Back in the day, professional civil engineering consultants rates used to be calculated as multipliers of salary. Days long gone now.
I'm wanting to review our company performance against old multipliers, but I cannot remember what the multiplier was, or to what number it was applied...
As a clue, I 'think' it was applied to basic, headline employee salary, and I think it had a value of 1.8 for a simple return of all costs, and a top value of er, dunno. 2.4? 3.2?
Any memories or links gratefully received.
Hi Mr Magnolia (any chance of a proper name by the way. Even if it's only a first name ?)
I'm a retired QS and, over the course of my professional career, have used various multipliers, depending on the level of overheads. When preparing claims it was necessary to substantiate the level of overheads and 2.4 would be about right for a large company with significant head office overheads. For smaller one man bands, however, it could be as low as the 1.8 you mentioned.
These days I find it depends on who I am working for. Large multinationals get a higher multiplier than small private companies. I find the smaller companies come back for more, where as there is no customer loyalty in large companies, so I charge more.
Thanks guys.
Next question is whether the multiplier is applied to standard salary, or salary plus employers NI, pension etc.

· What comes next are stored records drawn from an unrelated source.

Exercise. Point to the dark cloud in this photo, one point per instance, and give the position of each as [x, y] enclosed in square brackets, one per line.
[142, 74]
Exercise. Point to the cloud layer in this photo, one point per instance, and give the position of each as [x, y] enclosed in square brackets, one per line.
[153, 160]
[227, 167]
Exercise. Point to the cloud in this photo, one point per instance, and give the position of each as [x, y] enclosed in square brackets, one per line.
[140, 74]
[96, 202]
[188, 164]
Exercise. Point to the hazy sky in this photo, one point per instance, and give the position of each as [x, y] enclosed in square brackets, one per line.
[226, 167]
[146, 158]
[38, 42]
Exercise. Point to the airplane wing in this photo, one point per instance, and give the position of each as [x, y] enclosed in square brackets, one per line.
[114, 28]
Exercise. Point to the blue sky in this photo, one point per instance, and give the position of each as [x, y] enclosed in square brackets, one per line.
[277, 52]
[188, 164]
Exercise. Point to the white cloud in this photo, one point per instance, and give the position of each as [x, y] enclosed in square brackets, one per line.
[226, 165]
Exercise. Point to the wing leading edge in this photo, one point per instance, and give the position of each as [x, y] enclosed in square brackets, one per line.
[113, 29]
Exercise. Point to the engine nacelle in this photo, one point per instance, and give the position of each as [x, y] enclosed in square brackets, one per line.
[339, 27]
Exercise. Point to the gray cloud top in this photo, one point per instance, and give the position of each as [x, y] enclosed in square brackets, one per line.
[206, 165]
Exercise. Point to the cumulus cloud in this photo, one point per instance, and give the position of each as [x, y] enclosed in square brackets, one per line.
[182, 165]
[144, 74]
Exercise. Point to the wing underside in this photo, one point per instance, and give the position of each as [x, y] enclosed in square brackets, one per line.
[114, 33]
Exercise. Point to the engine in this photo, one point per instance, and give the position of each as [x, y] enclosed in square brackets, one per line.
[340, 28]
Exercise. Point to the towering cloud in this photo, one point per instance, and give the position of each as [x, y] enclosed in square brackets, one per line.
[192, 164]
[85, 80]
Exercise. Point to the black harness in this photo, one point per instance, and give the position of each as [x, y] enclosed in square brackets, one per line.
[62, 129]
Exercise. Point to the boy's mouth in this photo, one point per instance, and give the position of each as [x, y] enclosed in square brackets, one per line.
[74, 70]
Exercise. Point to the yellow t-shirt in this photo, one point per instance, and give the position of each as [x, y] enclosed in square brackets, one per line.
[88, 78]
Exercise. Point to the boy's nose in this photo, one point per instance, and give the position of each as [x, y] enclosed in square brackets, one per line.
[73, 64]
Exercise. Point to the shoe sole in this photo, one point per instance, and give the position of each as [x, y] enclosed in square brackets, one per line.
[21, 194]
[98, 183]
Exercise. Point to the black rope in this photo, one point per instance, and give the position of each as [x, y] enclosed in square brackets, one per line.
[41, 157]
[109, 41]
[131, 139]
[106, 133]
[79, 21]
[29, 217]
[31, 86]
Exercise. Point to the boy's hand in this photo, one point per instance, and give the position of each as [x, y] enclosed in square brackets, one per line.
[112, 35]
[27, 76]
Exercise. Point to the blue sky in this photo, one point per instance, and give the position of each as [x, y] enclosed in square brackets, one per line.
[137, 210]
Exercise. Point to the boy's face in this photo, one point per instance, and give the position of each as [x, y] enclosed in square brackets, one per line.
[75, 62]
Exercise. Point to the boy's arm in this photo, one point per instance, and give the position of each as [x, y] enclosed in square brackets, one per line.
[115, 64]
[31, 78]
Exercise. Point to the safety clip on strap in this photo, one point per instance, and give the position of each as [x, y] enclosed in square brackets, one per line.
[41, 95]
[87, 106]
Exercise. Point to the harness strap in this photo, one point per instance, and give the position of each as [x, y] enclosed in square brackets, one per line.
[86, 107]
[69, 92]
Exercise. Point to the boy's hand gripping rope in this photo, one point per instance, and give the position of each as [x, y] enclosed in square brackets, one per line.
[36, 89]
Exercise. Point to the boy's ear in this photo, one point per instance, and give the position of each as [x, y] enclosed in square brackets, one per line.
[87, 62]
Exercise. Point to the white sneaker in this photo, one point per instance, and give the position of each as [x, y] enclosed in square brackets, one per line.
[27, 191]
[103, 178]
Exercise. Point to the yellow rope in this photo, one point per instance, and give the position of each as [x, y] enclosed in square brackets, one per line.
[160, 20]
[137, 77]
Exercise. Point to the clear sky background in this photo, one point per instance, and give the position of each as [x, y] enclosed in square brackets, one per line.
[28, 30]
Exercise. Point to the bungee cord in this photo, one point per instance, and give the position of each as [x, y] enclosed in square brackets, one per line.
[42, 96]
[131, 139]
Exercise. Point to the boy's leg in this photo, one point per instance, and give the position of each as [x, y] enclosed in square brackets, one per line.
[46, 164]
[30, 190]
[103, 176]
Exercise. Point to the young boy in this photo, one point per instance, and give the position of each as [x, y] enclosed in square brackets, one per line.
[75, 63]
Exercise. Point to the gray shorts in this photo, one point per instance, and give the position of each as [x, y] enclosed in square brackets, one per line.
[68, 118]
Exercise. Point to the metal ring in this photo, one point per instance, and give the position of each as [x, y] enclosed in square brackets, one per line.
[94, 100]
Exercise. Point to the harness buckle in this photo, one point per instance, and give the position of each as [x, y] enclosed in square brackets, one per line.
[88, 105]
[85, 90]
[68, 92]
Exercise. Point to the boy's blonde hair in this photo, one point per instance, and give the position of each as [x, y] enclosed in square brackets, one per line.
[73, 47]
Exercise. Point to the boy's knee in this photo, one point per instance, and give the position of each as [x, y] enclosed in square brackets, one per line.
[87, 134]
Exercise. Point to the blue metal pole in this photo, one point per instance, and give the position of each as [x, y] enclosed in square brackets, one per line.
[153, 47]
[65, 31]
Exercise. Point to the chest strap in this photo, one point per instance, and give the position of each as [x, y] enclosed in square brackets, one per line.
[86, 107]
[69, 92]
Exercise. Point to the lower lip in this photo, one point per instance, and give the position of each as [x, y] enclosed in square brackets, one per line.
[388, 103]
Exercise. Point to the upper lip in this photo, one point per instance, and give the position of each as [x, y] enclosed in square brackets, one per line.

My memory of things from the mid eighties is of the 1.18 being used for site/RE staff, where no element of profit was expected.
Cheers
Donald
Hi Donald,
Personally I have always applied a multiplier to 'Cost' which includes things like Pension, NHI etc. but excludes things like company transport or accommodation costs.
Thanks for that.
I'm trying to multiply as low a cost number as possible, as I am on a mission to demonstrate that really, we can afford to pay more to staff.